Tennis - Liverpool International Tennis Tournament 2014 - Day 3 - Players' Dinner

LAST year I worked on a report for UK Music, the music industry trade body, that estimated that it would add £4 billion to UK GDP if all parts of the UK generated as much revenue from music heritage activities as Liverpool, writes JONATHAN TODD. All those Beatles tours add up.

While not everywhere has a music heritage so rich, it has also been put to me, by someone with immense knowledge of recording studios and Liverpool, that the city lacks a world-class recording studio.

With this heritage but without such a studio, past achievements risk burning brighter than future promise, a danger that chimes, unfortunately, with a club that hasn’t won the league for a quarter of a century. In spite of this, Liverpool features heavily in a report published this year by the International Federation of the Phonographic Industry (IFPI) and Music Canada that is “intended as a universal ‘roadmap’ to create and develop Music Cities anywhere in the world”.

It looks at what national and city political leaders and policy-makers can do to help, offering some questions to assess whether a municipality is music-friendly, including: “Do music businesses such as live music venues, record labels, recording studios and promoters receive the message that they are wanted in a city?”

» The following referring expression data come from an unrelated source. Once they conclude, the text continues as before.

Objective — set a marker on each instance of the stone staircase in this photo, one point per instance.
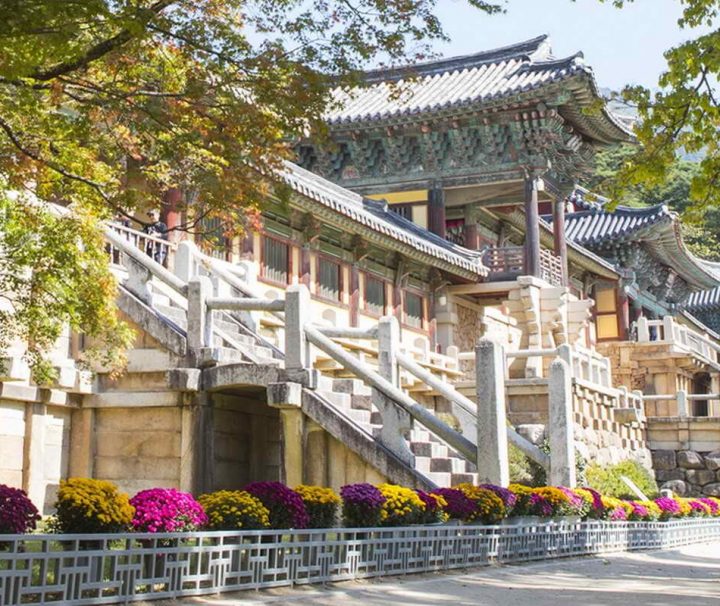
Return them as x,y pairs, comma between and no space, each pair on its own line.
234,343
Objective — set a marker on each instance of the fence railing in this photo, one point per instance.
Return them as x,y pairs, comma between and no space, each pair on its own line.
508,262
75,570
158,249
669,331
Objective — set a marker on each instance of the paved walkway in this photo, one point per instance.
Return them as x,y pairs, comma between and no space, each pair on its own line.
690,575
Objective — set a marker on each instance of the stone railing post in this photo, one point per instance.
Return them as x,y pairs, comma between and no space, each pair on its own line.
668,329
184,267
562,444
492,448
396,422
297,312
682,403
138,280
199,317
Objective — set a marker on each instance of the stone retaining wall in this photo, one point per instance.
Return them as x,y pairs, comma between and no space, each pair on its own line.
688,472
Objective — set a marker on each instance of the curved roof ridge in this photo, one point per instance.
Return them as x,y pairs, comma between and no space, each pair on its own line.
575,60
520,50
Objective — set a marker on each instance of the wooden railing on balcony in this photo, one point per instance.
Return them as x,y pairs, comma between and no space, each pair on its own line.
508,262
504,262
668,330
550,268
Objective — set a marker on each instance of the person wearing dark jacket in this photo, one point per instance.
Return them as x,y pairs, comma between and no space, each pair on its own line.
157,229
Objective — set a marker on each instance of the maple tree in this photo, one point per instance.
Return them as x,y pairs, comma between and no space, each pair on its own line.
106,105
682,116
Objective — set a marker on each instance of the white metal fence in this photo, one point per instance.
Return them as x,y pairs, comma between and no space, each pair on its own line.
117,568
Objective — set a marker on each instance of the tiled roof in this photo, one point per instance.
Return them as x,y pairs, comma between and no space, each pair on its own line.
704,300
656,226
376,216
595,226
461,82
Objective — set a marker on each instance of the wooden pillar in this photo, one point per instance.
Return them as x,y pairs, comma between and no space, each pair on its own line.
248,246
354,295
532,228
305,256
560,244
472,238
436,211
623,305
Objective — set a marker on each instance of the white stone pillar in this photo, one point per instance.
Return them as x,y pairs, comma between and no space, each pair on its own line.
562,444
492,461
297,312
185,260
683,408
199,321
396,422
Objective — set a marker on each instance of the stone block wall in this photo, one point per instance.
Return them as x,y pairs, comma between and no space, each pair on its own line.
688,473
34,448
600,437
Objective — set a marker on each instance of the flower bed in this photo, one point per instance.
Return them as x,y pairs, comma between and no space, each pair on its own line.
91,506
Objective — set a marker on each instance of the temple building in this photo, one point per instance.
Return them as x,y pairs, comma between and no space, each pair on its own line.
435,272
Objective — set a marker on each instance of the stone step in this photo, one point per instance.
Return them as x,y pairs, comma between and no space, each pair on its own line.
351,386
462,478
215,356
341,400
362,403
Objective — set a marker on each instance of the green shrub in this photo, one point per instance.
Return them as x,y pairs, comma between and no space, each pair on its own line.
607,480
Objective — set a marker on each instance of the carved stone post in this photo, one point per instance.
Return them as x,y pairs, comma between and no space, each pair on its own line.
297,312
185,260
560,243
199,318
396,423
492,461
562,443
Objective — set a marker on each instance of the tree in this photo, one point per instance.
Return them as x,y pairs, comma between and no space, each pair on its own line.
683,115
105,105
700,229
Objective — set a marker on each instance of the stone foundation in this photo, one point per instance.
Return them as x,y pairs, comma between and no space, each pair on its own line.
688,473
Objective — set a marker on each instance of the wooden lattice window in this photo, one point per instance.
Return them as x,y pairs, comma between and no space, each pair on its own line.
606,314
374,296
275,260
414,310
329,279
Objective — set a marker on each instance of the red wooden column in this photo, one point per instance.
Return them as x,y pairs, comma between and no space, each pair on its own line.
560,243
305,259
354,295
436,211
532,228
470,230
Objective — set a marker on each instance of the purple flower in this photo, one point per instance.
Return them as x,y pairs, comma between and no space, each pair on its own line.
459,507
713,505
17,512
540,506
166,510
362,504
618,515
286,507
508,497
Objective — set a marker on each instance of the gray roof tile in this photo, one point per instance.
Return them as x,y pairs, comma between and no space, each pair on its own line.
376,216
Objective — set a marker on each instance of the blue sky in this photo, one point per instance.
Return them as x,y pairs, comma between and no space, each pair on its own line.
624,46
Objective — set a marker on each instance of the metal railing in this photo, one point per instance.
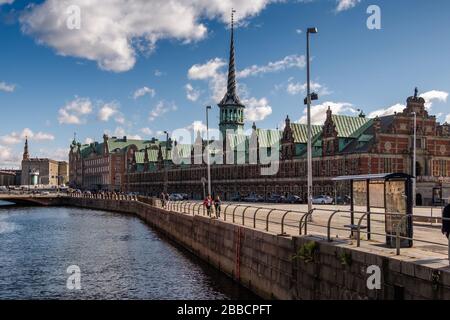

In many senses, of course, Liverpool is tremendously music-friendly. I know someone who moved to the city and is consistently impressed with the quality of music emanating from building sites. Living in a half-complete housing development in the Jewellery Quarter, I am afraid Birmingham does not compete.

Music’s power, moreover, is venerated in Liverpool. TAW Player’s What We Call History – a rich tapestry that rewards close inspection – contains, for example, speculation on causality running from Madchester’s force to the bold decision, which has locked-in enduring commercial advantage, by Manchester United to dramatically expand the capacity of Old Trafford in the mid-1990s. Winning at the commercial side of football assists United on the pitch. But this commercial dominance, according to What We Call History theorising, was catalysed by Manchester’s 1990s music swagger.

On this account, essentially, the trigger for Liverpool’s league title drought was not the calamitous managerial decisions of Graeme Souness or the commercial complacency of his employers, but the failure of The La’s to stay together and eclipse the ascendency of Oasis.

111271 Graeme SounessAs much as I love What We Call History, with its cocktail of Hegel’s three kinds of history – original, reflective, philosophical – I fear this overstates Lee Mavers’ significance. That it is even being thought, however, underlines how music-friendly Liverpool is. So music-mad that outlandish ideas about music’s import are entertained.

In this context, it might seem odd to question the extent to which Liverpool is music-friendly. But has Joe Anderson, the elected Mayor of Liverpool, ever made it his mission to secure that world class recording studio? If not, to reconfigure the earlier question, to what extent are those who might invest in a world-class recording studio in Liverpool receiving the message that they are wanted?

Liverpool FC are still playing the game of commercial catch-up with United that started around the time that The La’s split up. TAW hosts a lively debate on the extent to which the stadium expansion being undertaken by FSG will close this gap, resolve the challenges that many (myself included) face in getting tickets, and improve the ground’s atmosphere. I struggle, sadly, to believe it will entirely do all of these things.

The La's

The La’s, 1990

I wonder, though, about the degree to which a parallel question to the world-class recording studio one might be put to Joe Anderson. If Liverpool FC were to play in, say, an 80,000 capacity stadium, like that which Jürgen Klopp knew at Borussia Dortmund, with a raucous atmosphere and low ticket prices to match, wouldn’t this benefit the city as well as the club? Given this, to what extent are those that would bring about this situation receiving the message that they are wanted?

Maybe this message is being received. Maybe Anderson is doing all he can. But from where I am sat – a wool from a village near Emlyn Hughes’ hometown of Barrow-in-Furness, now living in the Midlands – a lot of focus, quite understandably, in the Anfield debate is put upon FSG, while comparatively little falls upon the Mayor.

The 78 Labour councillors of the city where I now live are soon to choose a new city leader – or more accurately, a council leader purporting to be the city leader. Having an elected Mayor, one advantage Liverpool has over Birmingham, is that it chooses its leader in a much more open and transparent way. As a result, Anderson is on the way to being as emblematic of his city as any leader has been of Birmingham since Joseph Chamberlain in the 19th century.

Even as a gauche non-native, I love TAW’s celebration of the city of Liverpool. As TAW reinforces the city’s confidence in itself, and the elected mayoral system makes the city leadership more directly answerable to its people, perhaps we might dare to dream of Liverpool really punching its cultural superpower status.

While Klopp is a statement of intent appointment by the club, the city needs statement of intent institutions – world-class recording studio, an Anfield of Westfalenstadion proportions – to better do this.

Jonathan Todd is Chief Economist at BOP Consulting and manages the research of UK Music. He writes in a personal capacity.